慶応の話から急に変わりますが、今日は福島の原発の汚染水が海洋放出された日です。しかし、報道ステーションの最初のトピックは「大谷翔平靭帯断裂」で、これについて15分くらいの時間を使った後にようやく汚染水の海洋放出についての話になりました。いくら大谷翔平が国民的関心を集めているとはいえ、ニュースとしての重要度はどう考えても原発の汚染水の海洋放出であるべきでしょう。しかし、日本のメディアにとっては大谷選手の方が重要事項なのでしょう。

話を慶応に戻します。僕が途中から慶応の野球部を素直に応援できなくなった理由は、彼らが大谷翔平と同じような文脈でメディアで扱われていたことにあるような気がするのです。慶応高校も大谷翔平も、弱者や被害者を隠蔽してフタをするためのコンテンツとして消費されているような気がしてならないのです。数年前から日本のメディアが狂ったように大谷翔平の一挙手一投足を追いかけ続ける背景には、日本という国の急速な劣化や衰退を見たくないという日本国民の「集合的無意識」のようなものが働いているようにも思います。

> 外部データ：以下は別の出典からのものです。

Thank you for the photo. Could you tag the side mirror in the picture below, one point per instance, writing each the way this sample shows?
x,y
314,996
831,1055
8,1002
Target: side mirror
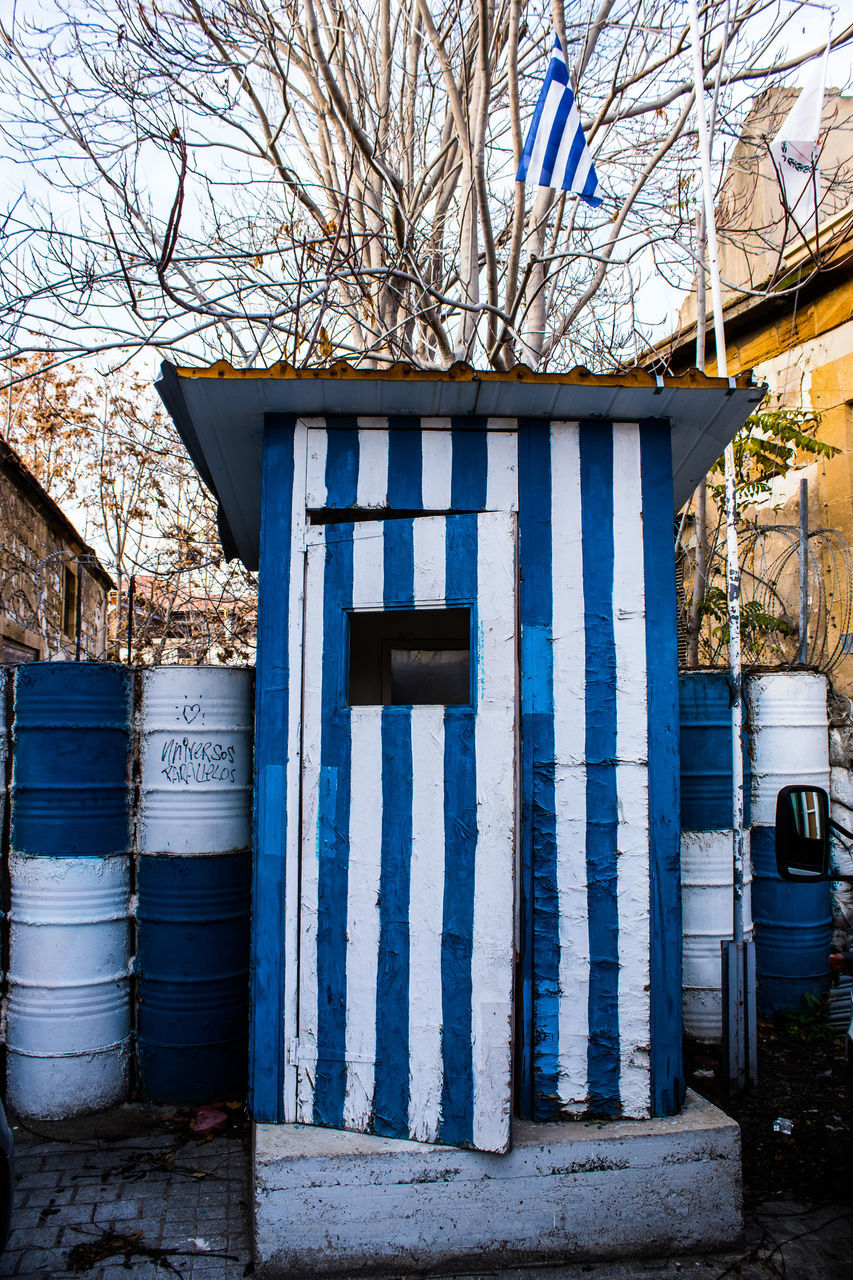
x,y
802,833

ここ数年、日本のテレビは地上波で「火垂るの墓」を流すのをやめました。そして、学校で唯一読める漫画だった「はだしのゲン」も日本の学校から姿を消そうとしています。これらはいずれも、無能な政治家によって破滅的な戦争を継続した結果として犠牲になった被害者達を描いた作品です。しかし今の日本人はこういった被害者の姿を病的に忌避したがるようになりました。汚染水の海洋放出で不利益を被る漁業関係者もさることながら、そもそも廃炉作業が遅々として進まない福島の原発自体も「被害者」だと言えるでしょう。でも、日本のメディアは徹底して被害者の姿を隠蔽しようとしています。

なぜこうなってしまったのか?という事について僕なりに考えてみました。おそらく日本人は東日本大震災以降ずっとみんな「自分たちは被害者であり加害者でもある」という意識を背負ってしまったのではないかと思います。この事実をから目を背けるために、大谷翔平のような「勝者」だけを見つめる作業に耽溺し続けているのではないでしょうか?高校野球の慶応フィーバーにも似たような雰囲気を感じてしまい、そこからは慶応を応援する気分にどうもなれなくなってしまったのでした。

念のため申し上げておきますと、慶応高校野球部のスタンスには僕は賛成です。問題なのはメディアの持ち上げ方なのです。これは関西でいうところの「阪神タイガースは好きだけど阪神ファンは嫌い」みたいな話だと思ってください。。